Alan Richardson, University of British Columbia;
Raquel Baldwinson, University of British Columbia
Sharon Doucet, University of British Columbia
Nicholas Fitz, University of British Columbia
Jordan Howell, University of British Columbia
Adrian Lou, University of British Columbia
Silvia Moreno-Garcia, University of British Columbia
Shoshana Deutsh, Cornell University
Posted: September 7, 2015
Much canonical STS work explores the conditions and contours of knowledge production, arguing that knowledge-making networks have many agencies: knowledge is produced in a way that reflects an entanglement of stakeholders, that serves political ends, that responds to practical constraints, that (re)produces epistemological hierarchies, that motivates action or that enables the status quo.

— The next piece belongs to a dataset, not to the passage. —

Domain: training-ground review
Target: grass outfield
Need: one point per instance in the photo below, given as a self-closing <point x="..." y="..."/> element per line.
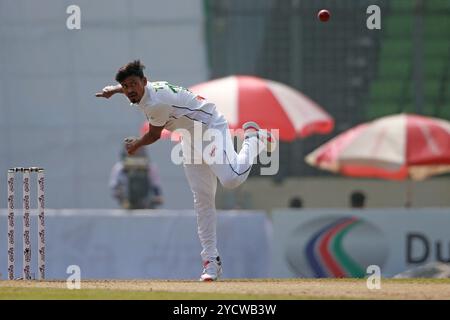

Within this framework of identifying, understanding, and ameliorating issues within knowledge-making networks, each member of our team chose a site of knowledge-production about science in the Vancouver area and investigated its knowledge-making networks. On our project website, our team members each construct a critical digital exhibit, in which they display their identifications, connections, understandings, critiques and revisions in a way that addresses issues within each site of knowledge-production. This project began as a course in UBC’s graduate program in STS and was made possible by the UBC Centre for Community Engaged Learning and our community partners.